Military-political cooperation. In 2017-2021, Russia accounted for 44% of all arms shipments to the African continent. In other words, Africa is a huge and strategic market for the Russian military-industrial complex, which is currently put under sanctions. In all likelihood, Lavrov was promoting the interests of the military-industrial complex during his tour, convincing African states to continue cooperation with Russia, despite Western sanctions.

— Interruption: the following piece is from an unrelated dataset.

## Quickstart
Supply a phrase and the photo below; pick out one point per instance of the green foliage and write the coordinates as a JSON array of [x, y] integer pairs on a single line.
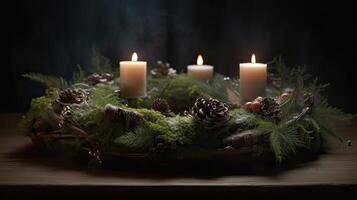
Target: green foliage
[[48, 80], [104, 94], [38, 108], [284, 140], [151, 115], [175, 130], [139, 140], [181, 91], [78, 75]]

Besides, Africa has recently intensified cooperation with the Russian Federation in the area of security. Russian private military companies have become noticeably more active on the continent over the past few years amid the weakening influence of the West and a chronic security crisis in a number of states that the United States and their allies in Europe could not cope with. Russian mercenaries from the PPK “Wagner” are already present in countries such as Mali, CAR, Sudan, Libya, Mozambique. They take on various functions there: from advisory to the organization of military operations, and have managed to earn a good reputation as “solving all”. Consequently, other countries have also started to demonstrate avid interest in the idea of hiring Russians to solve their security issues. This applies to Chad, Niger, Mauritania and Burkina Faso. Lavrov’s tour in this context looks like an opportunity taken to expand the geography of security services at the expense of key countries of the Horn of Africa, where Russia does not yet have a military—political presence.